"Dem Klima sind wir egal" - Emotionaler Monolog legt Finger in die Wunde

16.03.2025

In einer Auftragsarbeit für das Theater Koblenz hat Autor und Regisseur Stefan Wipplinger Ensemble-Mitglied Marcel Hoffmann ein Stück geradezu auf den Leib geschrieben, das nach seiner Premierensaison 2022 wieder ins Programm der aktuellen Spielzeit aufgenommen wurde. An Aktualität hat der Stoff seither noch deutlich gewonnen.  

Fred Follmer ist Meteorologe mit Leib und Seele. So sehr er allerdings seinen Beruf liebt, so sehr hasst er manchmal seinen Job als Fernsehmoderator. In maximal 90 Sekunden darf er seinem Publikum erzählen, ob man morgen im T-Shirt raus kann oder lieber einen Regenschirm mitnehmen sollte. Für den Bildungsauftrag in Bezug auf Klimawandel und dessen Folgen für uns alle steht hingegen nach Meinung seines Programmdirektors keine Sendezeit zur Verfügung. Zudem soll die Zuschauerschaft nicht überfordert werden mit Dingen, von denen sie womöglich nichts hören möchte.

Hoffmann ist über rund 80 Minuten der einzige Akteur auf der Bühne an diesem Abend. Dennoch lässt er außer dem Meteorologen Follmer noch weitere Charaktere zu Wort kommen, durch indirekte Rede oder indem er kurzfristig in deren Rollen schlüpft – einfache blitzartige Kostümwechsel inbegriffen. Die Vorstellung bleibt so kurzweilig wie ergreifend, weil Follmer die ganze Bandbreite an Emotionen zur Schau stellen darf, munter die Positionen auf der Bühne wechselt, mehrfach auch mitten durchs Publikum schlendert, dabei ausgewählte Anwesende anspielt.

In einem Moment zeigt er eindrucksvoll, was er seinem Vorgesetzten manchmal am liebsten ins Gesicht schreien würde, dann nimmt der Wettermann behutsam einen von der Decke hängenden Globus in die Arme, und nutzt diesen voller bezeichnender Symbolik dafür, um davon zu erzählen, wie er seiner Tochter schon als Säugling begeistert von Wetterphänomenen vorschwärmte. So kommt zu keiner Zeit Langeweile auf – allenfalls Entsetzen über die zutreffende Beschreibung des Ist-Zustandes.

Der Wetterforscher erklärt, wie viel Wissenschaft und Qualifikationen hinter der Arbeit seiner Zunft stecken, wie groß der Einfluss der Menschheit auf den Klimawandel ist, wie lange wir eigentlich schon wissen, dass dringender Handlungsbedarf besteht. Alle dargelegten Fakten sind dabei gut und gründlich recherchiert.
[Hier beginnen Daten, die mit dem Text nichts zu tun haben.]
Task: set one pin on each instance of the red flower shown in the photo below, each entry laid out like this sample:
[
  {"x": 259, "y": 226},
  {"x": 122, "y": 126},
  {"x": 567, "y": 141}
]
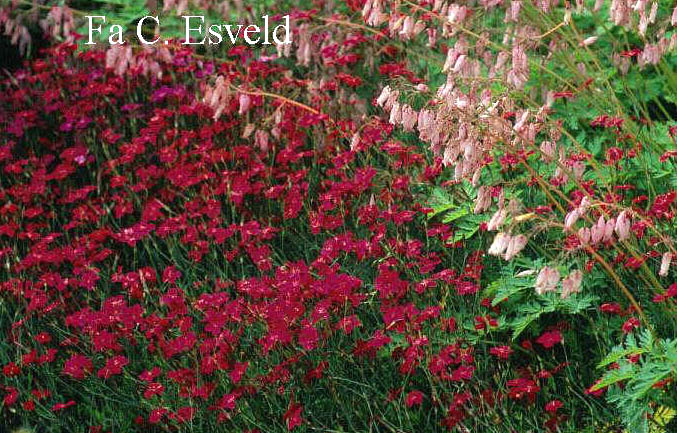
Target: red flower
[
  {"x": 549, "y": 339},
  {"x": 553, "y": 405},
  {"x": 414, "y": 398},
  {"x": 153, "y": 389},
  {"x": 113, "y": 367},
  {"x": 630, "y": 324},
  {"x": 502, "y": 352},
  {"x": 11, "y": 370}
]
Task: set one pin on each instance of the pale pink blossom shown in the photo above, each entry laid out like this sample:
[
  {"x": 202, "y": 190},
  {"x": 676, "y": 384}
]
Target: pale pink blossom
[{"x": 572, "y": 284}]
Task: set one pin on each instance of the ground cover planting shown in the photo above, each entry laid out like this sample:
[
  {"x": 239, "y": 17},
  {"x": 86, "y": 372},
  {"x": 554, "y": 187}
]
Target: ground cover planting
[{"x": 417, "y": 216}]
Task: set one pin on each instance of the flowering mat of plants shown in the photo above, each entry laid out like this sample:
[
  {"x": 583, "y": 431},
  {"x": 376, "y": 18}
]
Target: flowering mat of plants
[{"x": 419, "y": 216}]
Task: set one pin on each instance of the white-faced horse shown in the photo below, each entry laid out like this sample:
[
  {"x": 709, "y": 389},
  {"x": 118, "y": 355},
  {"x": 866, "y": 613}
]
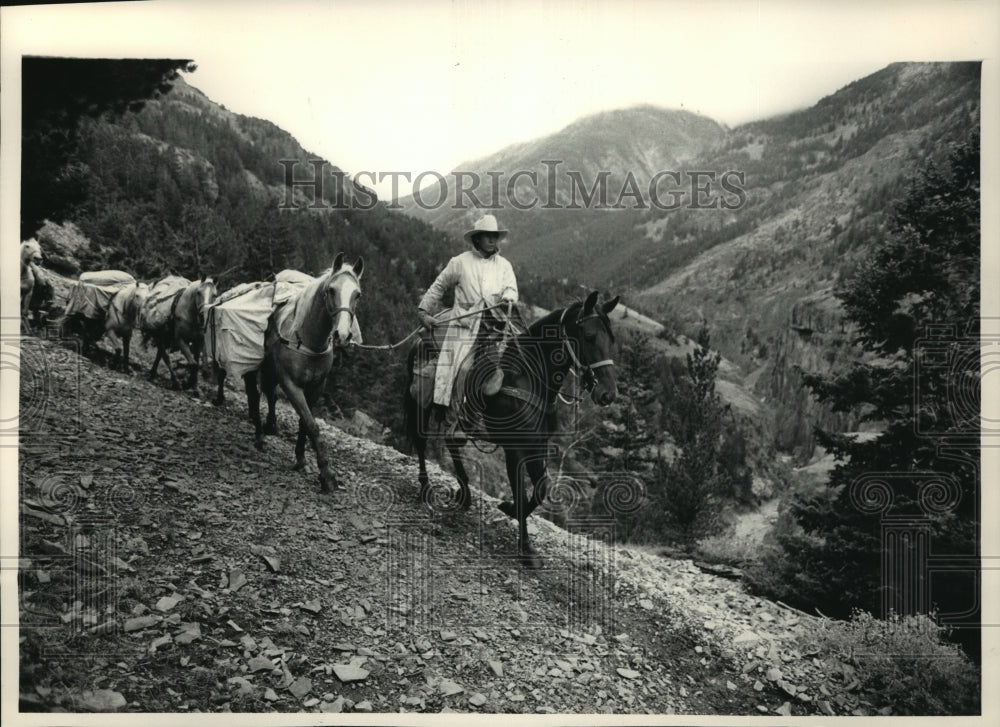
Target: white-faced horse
[
  {"x": 298, "y": 353},
  {"x": 31, "y": 255},
  {"x": 185, "y": 329}
]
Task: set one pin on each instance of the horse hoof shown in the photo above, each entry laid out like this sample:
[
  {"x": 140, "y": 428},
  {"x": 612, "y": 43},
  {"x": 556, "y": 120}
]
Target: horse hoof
[{"x": 531, "y": 561}]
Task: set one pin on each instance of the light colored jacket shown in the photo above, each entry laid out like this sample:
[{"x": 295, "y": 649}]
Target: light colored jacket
[{"x": 478, "y": 282}]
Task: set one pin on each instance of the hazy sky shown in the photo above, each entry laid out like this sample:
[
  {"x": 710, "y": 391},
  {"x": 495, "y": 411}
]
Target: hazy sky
[{"x": 415, "y": 86}]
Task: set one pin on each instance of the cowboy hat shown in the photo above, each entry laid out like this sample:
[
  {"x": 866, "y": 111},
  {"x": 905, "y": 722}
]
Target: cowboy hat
[{"x": 486, "y": 223}]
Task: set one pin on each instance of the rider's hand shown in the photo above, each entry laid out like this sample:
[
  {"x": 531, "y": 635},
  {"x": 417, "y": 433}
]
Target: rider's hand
[{"x": 427, "y": 320}]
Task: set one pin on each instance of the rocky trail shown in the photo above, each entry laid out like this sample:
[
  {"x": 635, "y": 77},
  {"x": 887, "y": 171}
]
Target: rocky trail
[{"x": 168, "y": 566}]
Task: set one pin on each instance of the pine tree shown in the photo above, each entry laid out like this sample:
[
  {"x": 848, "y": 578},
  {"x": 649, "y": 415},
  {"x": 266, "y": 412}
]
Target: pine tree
[
  {"x": 909, "y": 494},
  {"x": 688, "y": 489}
]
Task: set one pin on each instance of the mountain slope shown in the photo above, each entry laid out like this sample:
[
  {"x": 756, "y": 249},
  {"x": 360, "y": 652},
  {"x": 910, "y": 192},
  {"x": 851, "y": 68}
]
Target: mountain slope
[
  {"x": 817, "y": 185},
  {"x": 560, "y": 232},
  {"x": 228, "y": 577}
]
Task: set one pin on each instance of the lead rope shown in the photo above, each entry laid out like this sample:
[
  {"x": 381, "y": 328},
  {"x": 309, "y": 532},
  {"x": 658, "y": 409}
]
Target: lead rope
[{"x": 415, "y": 331}]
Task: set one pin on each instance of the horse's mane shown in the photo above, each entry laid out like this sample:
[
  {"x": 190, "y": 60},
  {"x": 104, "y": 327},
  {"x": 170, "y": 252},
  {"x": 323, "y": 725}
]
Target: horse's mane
[{"x": 551, "y": 319}]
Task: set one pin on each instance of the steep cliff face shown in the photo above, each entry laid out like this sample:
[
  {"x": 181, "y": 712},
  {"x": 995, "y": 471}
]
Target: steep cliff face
[{"x": 817, "y": 339}]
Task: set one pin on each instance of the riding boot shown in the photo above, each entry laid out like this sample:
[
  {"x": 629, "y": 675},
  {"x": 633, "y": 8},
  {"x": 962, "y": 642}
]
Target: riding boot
[{"x": 453, "y": 429}]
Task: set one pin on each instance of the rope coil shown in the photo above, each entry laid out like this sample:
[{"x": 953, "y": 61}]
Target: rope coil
[{"x": 415, "y": 331}]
Und er beklagt auf betroffen machende Weise, in welche Lage wir durch Untätigkeit die Generation seiner Tochter gebracht haben, die schon seit Jahren das Gefühl hat, freitags nicht mehr zur Schule gehen zu können, weil sie stattdessen für unser aller Zukunft und den Erhalt des Planeten demonstrieren muss.

Im Anschluss an eine mitreißende Darbietung wird deutlich, wie fließend die Grenzen zwischen Spiel und Realität sind. An der Seite von Chefdramaturgin Juliane Wulfgramm kehrt Hoffmann in Zivil auf die Bühne zurück, beantwortet ausgiebig Fragen des interessierten Publikums zum Thema und stößt eine gemeinschaftliche Diskussion an, im Rahmen derer alle Teilnehmenden zum Ausdruck bringen können, welchen Einfluss der Klimawandel auf ihr Leben hat, welche Bestandteile des Stücks sie besonders angesprochen haben. Die Beteiligung ist ähnlich rege wie kurz zuvor der begeisterte, anhaltende Applaus.

"Und jetzt das Wetter" läuft noch am 16., 20. und 21.03.2025 jeweils in der "S/KO Schauspielschule Koblenz". Karten sind noch für alle verbleibenden Vorstellungen erhältlich.  

Marcel Hoffmann studierte Geophysik an der Universität zu Köln, bevor er sich für ein Schauspielstudium entschied. Neben seiner Arbeit im Ensemble des Theaters Koblenz ist er unter anderem Mitglied im Organisationsteam des Klimabündnis Koblenz und Sprecher bei "Waldwende Jetzt – Mittelrhein" sowie bei "Earth Hour Koblenz".